Table 2 shows the lot numbers and validity periods of the sample vaccines used for the study. The vaccines were within their shelf-lives (validity periods) when the study was carried out. The inner squares of the vial monitors of all the vaccine samples were lighter than their outer circles. However, the vaccine vialmonitors of the samples from the Cold-chain Stores in the States were in the Stage 1 condition while the one from the open market was in the Stage 2 condition. Table 3 shows the antibody titers for protective immunity, doubtful Protection and no protection (Too low or No Antibody) as interpreted by the ELISA kit manufacturer.

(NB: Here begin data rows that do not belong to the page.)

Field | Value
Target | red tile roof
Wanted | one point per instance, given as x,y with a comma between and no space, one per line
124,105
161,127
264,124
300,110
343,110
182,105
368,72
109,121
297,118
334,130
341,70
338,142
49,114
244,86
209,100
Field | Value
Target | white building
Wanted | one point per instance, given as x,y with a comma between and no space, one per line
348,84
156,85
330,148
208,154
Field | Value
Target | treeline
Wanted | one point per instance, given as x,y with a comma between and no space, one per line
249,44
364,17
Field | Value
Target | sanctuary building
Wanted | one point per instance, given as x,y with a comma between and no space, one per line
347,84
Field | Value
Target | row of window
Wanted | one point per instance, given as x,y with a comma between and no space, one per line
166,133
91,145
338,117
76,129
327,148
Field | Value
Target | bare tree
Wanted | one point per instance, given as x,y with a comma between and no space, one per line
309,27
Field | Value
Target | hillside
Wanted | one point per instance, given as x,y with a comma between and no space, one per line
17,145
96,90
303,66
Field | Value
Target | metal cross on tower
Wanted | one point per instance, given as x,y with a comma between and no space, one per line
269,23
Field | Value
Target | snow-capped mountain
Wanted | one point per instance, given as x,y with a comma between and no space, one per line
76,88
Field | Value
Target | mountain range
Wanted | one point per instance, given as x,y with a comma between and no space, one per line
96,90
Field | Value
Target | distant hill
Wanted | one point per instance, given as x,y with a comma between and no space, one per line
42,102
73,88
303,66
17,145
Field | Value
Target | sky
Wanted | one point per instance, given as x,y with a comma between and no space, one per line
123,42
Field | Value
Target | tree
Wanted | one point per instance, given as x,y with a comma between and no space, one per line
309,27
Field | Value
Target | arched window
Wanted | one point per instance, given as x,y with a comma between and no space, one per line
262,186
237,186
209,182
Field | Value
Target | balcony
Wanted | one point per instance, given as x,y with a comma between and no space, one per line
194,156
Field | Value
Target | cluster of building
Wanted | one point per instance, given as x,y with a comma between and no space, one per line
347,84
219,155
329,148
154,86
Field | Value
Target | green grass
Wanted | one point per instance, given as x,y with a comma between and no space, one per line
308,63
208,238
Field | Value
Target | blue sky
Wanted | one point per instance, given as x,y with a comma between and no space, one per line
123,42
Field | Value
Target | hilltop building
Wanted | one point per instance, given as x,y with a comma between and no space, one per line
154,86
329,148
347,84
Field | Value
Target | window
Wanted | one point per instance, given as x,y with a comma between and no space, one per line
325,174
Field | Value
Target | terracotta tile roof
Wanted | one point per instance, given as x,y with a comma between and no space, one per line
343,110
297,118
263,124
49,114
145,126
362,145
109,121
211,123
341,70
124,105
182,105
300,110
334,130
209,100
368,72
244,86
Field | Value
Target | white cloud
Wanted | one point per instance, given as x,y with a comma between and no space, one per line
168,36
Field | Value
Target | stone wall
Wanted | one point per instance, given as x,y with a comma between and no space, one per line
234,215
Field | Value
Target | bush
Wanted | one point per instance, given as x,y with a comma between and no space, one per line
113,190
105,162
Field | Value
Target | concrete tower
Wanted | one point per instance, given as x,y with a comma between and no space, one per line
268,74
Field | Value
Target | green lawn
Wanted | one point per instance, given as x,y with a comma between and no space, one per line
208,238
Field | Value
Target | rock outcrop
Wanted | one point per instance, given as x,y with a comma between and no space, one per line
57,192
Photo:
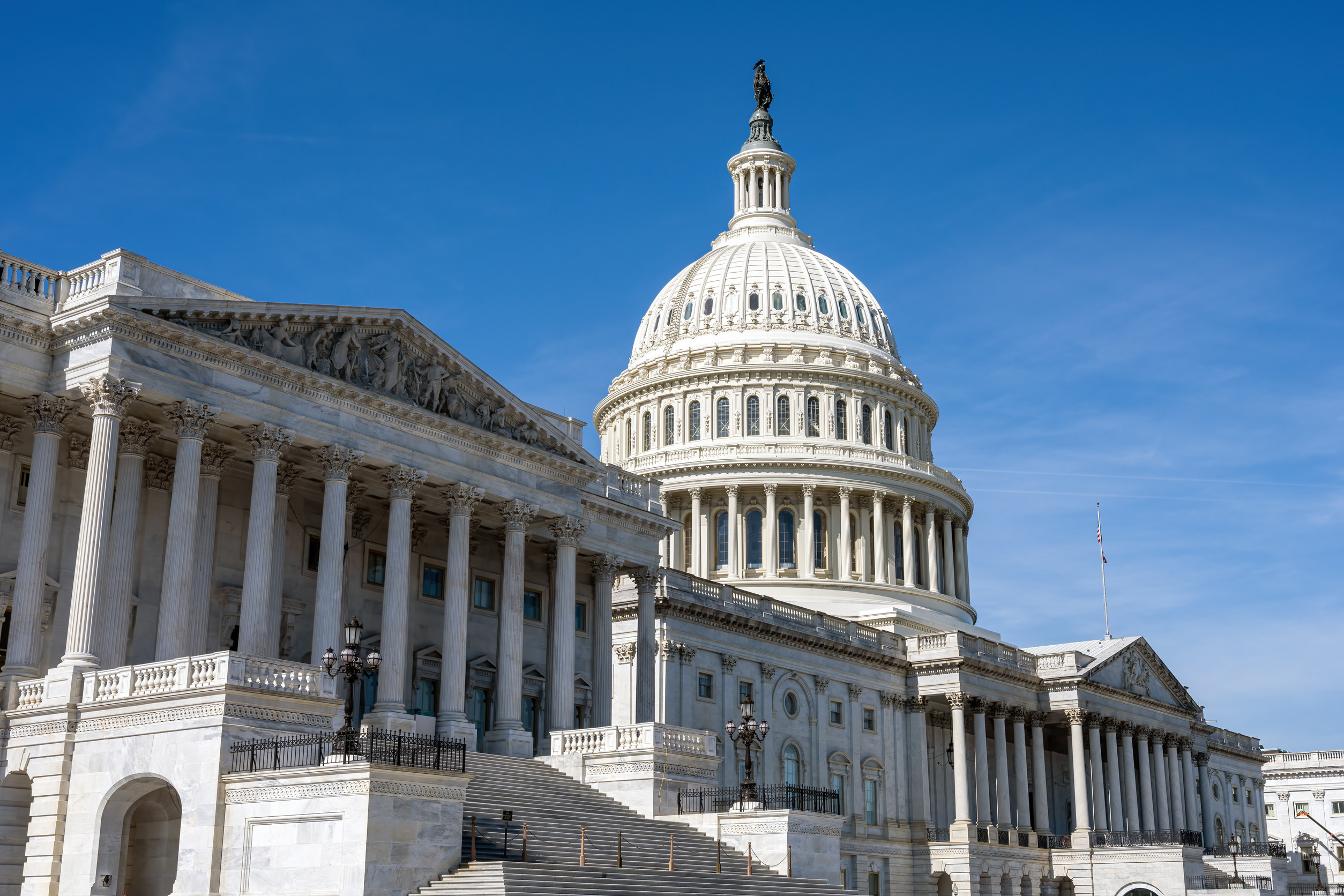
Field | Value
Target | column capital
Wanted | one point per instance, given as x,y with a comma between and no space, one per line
518,515
109,395
135,437
192,420
605,568
566,529
461,499
48,413
285,477
268,441
338,460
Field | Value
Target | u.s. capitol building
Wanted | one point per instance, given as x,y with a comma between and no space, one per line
232,523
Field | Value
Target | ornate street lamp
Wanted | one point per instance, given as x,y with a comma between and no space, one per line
748,734
353,668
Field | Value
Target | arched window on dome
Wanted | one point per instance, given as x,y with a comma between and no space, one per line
755,539
787,540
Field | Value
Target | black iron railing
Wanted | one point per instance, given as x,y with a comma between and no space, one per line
1274,849
381,748
697,800
1146,839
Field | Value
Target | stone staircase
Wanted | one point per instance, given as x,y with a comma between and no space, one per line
556,807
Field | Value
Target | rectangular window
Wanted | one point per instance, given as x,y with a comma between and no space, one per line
432,582
377,568
533,606
483,594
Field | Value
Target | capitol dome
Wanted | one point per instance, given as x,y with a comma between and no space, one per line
765,391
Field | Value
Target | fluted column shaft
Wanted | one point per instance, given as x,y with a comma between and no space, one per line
115,601
108,398
1078,767
49,415
253,632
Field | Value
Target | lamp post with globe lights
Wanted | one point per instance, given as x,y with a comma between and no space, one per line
353,668
748,734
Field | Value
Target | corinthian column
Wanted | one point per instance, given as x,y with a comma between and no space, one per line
452,700
214,459
509,736
49,415
402,483
337,462
253,633
559,691
192,420
115,603
108,398
604,573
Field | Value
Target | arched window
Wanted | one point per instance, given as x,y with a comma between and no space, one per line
721,540
753,539
787,540
819,539
792,775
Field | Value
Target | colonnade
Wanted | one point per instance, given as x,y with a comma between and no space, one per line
905,534
99,625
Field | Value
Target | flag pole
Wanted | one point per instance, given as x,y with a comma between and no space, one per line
1105,608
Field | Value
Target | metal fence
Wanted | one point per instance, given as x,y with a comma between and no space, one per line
1146,839
379,748
698,800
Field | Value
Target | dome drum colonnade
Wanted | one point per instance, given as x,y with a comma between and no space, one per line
765,353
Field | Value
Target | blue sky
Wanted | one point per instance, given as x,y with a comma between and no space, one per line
1108,237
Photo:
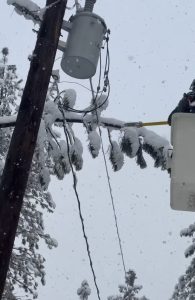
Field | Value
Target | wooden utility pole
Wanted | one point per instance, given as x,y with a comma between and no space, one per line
20,154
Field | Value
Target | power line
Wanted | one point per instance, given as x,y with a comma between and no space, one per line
106,166
79,204
106,83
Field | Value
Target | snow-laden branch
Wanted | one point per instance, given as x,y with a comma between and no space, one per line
29,9
9,121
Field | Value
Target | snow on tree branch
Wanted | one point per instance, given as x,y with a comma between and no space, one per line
29,9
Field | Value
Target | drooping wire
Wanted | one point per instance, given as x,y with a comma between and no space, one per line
94,97
79,203
110,190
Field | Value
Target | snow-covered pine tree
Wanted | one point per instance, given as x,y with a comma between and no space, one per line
129,290
185,288
26,265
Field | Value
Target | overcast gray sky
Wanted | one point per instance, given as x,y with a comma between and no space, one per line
152,48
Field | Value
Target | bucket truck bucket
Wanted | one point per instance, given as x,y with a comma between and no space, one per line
183,162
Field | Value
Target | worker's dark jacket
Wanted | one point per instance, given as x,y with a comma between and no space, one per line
183,106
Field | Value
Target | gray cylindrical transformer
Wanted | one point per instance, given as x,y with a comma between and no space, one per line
83,45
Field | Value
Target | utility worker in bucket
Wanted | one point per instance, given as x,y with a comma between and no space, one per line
186,104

Ratios greater than 1.1 is read as the presence of protective antibody (high antibody titres) while ratios less than 0.9 signify that there is too low protective antibody or none at all. Doubtful protection is recorded at ratios 0.09 - 1.00 and mean that test is inconclusive and as such, should be repeated. A repeat result is judged as no protection.

 

Figure 1 is a graphic presentation of the IgG and IgM antibodies produced by the test vaccines and the negative control. There were significant differences in the IgG antibody titres (P value < 0.0001) as shown by One-way analysis of variance and Bartlett's test for equal variances. Dunnett's Multiple Comparison Test for the IgG antibody titers showed that there were significant differences between the control and the test vaccine samples with 95% confidence interval of differences of -1.042 to -0.6119 (Enugu), -1.042 to -0.6119 (Ebonyi), -1.137 to -0.7061 (Imo), -1.115 to -0.6840 (Anambra) and -1.060 to -0.6297 (Abia). The differences in the mean IgG antibody titres of the control and the individual vaccines from the states were -0.8272 (Enugu), -0.8272 (Ebonyi), -0.9213 (Imo), -0.8993 (Anambra) and -0.8449 (Abia).

 

The results of inferential statistics of the IgM antibody titers were similar to the IgG titer except that the p values differ slightly. P values were < 0.001 for One-way ANOVA and = 0.0386 for Bartlett's test for equal variances. Dunnett's Multiple Comparison Test for the IgM antibody titers also showed significant differences between the control vaccines and sample vaccines with a 95% confidence interval of differences of -0.6892 to -0.3970 (Enugu), -0.6892 to -0.3970 (Ebonyi), -0.6274 to -0.3352 (Imo), -0.6938 to -0.4015 (Anambra) and -0.5613 to -0.2691 (Abia). The differences in the mean IgM antibody titres of the control and the individual vaccines from the states were -0.5431 (Enugu), -0.5431 (Ebonyi), -0.4813 (Imo), -0.5476 (Anambra) and -0.4152 (Abia).

 

 

Discussion Up    Down

Huge sums of money are invested in the procurement of vaccines and cold-chain facilities and their maintenance. The goal is the administration of potent vaccines that will evoke the desired immunopharmacological responses that will protect recipients from target diseases. To this end, a good and effective maintenance of cold chain will significantly maintain vaccine potency, safety and immunogenicity profile throughout its shelf-life.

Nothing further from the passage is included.